Admission as a Lawyer: The Fearful Spectre of Academic Misconduct

  • Mark Thomas Senior Lecturer, School of Law, Queensland University of Technology, Barrister of the Supreme Court of Queensland.

Abstract

Notwithstanding a cultural critique of the concepts that underpin the values of academic integrity, both the university, as a community of scholarship, and the legal profession, as a vocation self-defined by integrity, retain traditional values. Despite the lack of direct relevance of plagiarism to legal practice, courts now demonstrate little tolerance for applicants for admission against whom findings of academic misconduct have been made. Yet this lack of tolerance is neither fatal nor absolute, with the most egregious forms of academic misconduct, coupled with less than complete candour, resulting in no more than a deferral of an application for admission for six months.

Where allegations are of a less serious nature, law schools deal with allegations in a less formal or punitive fashion, regarding it as an educative function of the university, assisting students to understand the cultural practices of scholarship. For law students seeking admission to practice, applicants are under an obligation of complete candour in disclosing any matters that bear on their suitability, including any finding of academic misconduct.

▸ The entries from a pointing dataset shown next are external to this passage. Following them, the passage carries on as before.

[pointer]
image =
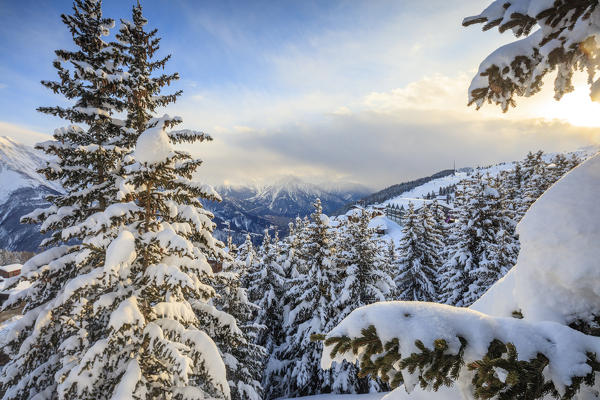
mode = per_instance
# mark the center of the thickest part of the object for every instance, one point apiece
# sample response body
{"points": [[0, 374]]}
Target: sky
{"points": [[371, 92]]}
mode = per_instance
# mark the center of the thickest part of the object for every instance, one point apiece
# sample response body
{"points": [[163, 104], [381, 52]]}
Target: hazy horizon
{"points": [[367, 92]]}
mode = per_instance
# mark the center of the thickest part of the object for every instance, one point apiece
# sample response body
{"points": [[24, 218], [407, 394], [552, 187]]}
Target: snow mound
{"points": [[557, 275], [153, 146], [409, 321]]}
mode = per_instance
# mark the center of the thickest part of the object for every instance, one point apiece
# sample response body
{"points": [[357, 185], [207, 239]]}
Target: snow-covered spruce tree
{"points": [[87, 163], [488, 353], [86, 160], [476, 259], [246, 255], [242, 356], [365, 280], [125, 312], [144, 89], [296, 364], [418, 259], [564, 41], [266, 291]]}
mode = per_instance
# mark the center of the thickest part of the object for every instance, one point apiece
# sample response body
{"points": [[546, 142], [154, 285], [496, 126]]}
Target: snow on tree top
{"points": [[556, 277], [410, 321], [153, 146]]}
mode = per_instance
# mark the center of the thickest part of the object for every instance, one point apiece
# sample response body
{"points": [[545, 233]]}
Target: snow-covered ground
{"points": [[399, 394], [554, 281], [372, 396]]}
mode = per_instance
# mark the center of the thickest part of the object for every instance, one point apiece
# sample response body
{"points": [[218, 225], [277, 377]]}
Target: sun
{"points": [[576, 108]]}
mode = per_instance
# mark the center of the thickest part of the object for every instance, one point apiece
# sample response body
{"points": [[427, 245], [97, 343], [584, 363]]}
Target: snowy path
{"points": [[372, 396]]}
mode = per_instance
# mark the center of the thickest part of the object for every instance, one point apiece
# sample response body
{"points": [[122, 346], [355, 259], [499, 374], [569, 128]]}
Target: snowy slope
{"points": [[22, 190], [555, 280], [416, 195], [18, 166], [372, 396]]}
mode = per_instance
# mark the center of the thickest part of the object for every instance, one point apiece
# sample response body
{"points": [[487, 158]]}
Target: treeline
{"points": [[395, 190], [308, 282]]}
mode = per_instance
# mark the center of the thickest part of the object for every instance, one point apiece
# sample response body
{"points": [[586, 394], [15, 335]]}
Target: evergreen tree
{"points": [[144, 94], [563, 40], [365, 281], [242, 356], [125, 312], [484, 246], [295, 369], [266, 289], [417, 278], [87, 160], [247, 256]]}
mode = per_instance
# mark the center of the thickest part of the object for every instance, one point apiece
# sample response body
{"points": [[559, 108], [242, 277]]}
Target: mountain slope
{"points": [[22, 190], [254, 209]]}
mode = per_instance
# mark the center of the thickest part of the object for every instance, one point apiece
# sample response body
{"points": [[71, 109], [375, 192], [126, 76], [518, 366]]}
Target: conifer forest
{"points": [[325, 220]]}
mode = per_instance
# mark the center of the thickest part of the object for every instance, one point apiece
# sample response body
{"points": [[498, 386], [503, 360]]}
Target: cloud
{"points": [[382, 138]]}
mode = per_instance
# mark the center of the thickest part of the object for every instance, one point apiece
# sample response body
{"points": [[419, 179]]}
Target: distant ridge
{"points": [[393, 191]]}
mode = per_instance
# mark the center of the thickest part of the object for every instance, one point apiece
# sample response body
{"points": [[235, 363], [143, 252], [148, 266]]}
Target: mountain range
{"points": [[244, 209]]}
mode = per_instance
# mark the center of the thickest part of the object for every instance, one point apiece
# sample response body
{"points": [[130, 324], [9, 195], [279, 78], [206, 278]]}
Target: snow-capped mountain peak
{"points": [[18, 168]]}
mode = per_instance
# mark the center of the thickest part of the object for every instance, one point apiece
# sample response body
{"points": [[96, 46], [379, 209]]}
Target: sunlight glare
{"points": [[576, 108]]}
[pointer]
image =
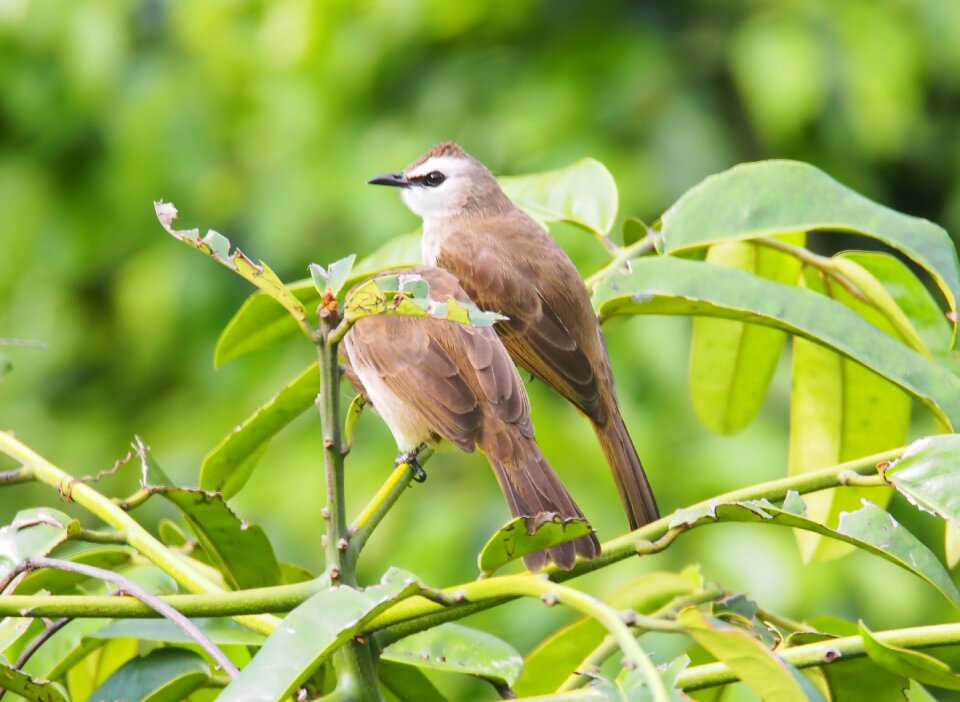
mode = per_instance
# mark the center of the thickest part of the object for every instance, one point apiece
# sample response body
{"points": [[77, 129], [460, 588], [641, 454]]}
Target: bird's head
{"points": [[445, 182]]}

Individual legal academics, naturally adhering to standards of academic integrity, often have only a general understanding of the admissions process. Applying appropriate standards of academic integrity, legal academics can create difficulties for students seeking admission by not recognising a pastoral obligation to ensure that students have a clear understanding of the impact adverse findings will have on admission. Failure to fulfil this obligation deprives students of the opportunity to take prompt remedial action as well as presenting practical problems for the practitioner who moves their admission.